Department of Radiology, the Second Affiliated Hospital, Zhejiang University School of Medicine, Hangzhou, China
| [b] Key Laboratory of Biomedical Engineering of Ministry of Education, Zhejiang University, Hangzhou, China
Zhejiang Provincial Key Laboratory of Cardio-Cerebral Vascular Detection Technology and Medicinal Effectiveness Appraisal, Zhejiang University, Hangzhou, China
Department of Neurology, the Second Affiliated Hospital, Zhejiang University School of Medicine, Hangzhou, China
Correspondence to: Prof. Minming Zhang, M.D, Ph.D, Department of Radiology, The Second Affiliated Hospital, Zhejiang University School of Medicine, Hangzhou 310009, China. Tel.: +86 571 88981063; Fax: +86 571 87315255; E-mail: [email protected].
Correspondence to: Prof. Shunren Xia, Ph.D, Key Laboratory of Biomedical Engineering of Ministry of Education, Zhejiang University, Hangzhou 310013, China.
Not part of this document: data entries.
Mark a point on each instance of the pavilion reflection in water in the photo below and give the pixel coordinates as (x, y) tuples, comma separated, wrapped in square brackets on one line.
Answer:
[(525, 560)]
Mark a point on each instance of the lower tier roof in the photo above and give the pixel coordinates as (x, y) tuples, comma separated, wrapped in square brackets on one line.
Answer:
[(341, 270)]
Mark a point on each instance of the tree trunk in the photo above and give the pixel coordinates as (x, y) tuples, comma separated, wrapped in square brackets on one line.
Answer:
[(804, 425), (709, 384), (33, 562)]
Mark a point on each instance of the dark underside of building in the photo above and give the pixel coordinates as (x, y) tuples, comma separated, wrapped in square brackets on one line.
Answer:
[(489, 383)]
Tel.: +86 571 88285706; Fax: +86 571 87951676; E-mail: [email protected].
Note:  These authors contributed equally to this work.
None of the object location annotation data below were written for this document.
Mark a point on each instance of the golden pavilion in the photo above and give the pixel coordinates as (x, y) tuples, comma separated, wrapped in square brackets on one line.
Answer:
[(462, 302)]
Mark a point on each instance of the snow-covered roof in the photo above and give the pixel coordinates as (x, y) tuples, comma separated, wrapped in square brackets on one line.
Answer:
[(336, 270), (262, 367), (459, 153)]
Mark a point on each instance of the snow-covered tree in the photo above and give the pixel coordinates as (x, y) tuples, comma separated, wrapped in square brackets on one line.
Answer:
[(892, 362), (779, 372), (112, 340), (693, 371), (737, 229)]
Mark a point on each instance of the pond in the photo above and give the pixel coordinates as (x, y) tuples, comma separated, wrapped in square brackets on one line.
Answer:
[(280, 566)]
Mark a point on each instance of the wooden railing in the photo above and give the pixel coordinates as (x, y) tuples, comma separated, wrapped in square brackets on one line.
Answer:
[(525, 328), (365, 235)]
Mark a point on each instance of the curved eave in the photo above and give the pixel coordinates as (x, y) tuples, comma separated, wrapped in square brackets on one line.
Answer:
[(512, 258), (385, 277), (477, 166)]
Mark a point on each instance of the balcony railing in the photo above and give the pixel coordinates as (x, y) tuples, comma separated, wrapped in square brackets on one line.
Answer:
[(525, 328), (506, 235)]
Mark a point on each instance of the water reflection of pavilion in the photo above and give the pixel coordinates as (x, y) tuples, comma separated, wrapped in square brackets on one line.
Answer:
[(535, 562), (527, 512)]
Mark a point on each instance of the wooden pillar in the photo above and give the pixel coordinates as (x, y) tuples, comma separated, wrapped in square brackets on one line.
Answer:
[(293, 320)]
Abstract: Background: Patients with the postural instability and gait difficulty subtype (PIGD) of Parkinson’s disease (PD) are a refractory challenge in clinical practice. Despite previous attempts that have been made at studying subtype-specific brain alterations across PD population, conclusive neuroimaging biomarkers on patients with the PIGD subtype are still lacking. Machine learning-based classifications are a promising tool for differential diagnosis that effectively integrate complex and multivariate data. Objective: Our present study aimed to introduce the machine learning-based automatic classification for the first time to distinguish patients with the PIGD subtype from those with the non-PIGD subtype of PD at the individual level. Methods: Fifty-two PD patients and forty-five normal controls (NCs) were recruited and underwent multi-modal MRI scans including a set of resting-state functional, 3D T1-weighted and diffusion tensor imaging sequences. By comparing the PD patients with the NCs, features that were not conducive to the subtype-specific classification were ruled out from massive brain features. We applied a support vector machine classifier with the recursive feature elimination method to multi-modal MRI data for selecting features with the best discriminating power, and evaluated the proposed classifier with the leave-one-out cross-validation. Results: Using this classifier, we obtained satisfactory diagnostic rates (accuracy = 92.31%, specificity = 96.97%, sensitivity = 84.21% and AUCmax = 0.9585). The diagnostic agreement evaluated by the Kappa test showed an almost perfect agreement with the existing clinical categorization (Kappa value = 0.83). Conclusions: With these favorable results, our findings suggested the machine learning-based classification as an alternative technique to classifying clinical subtypes in PD.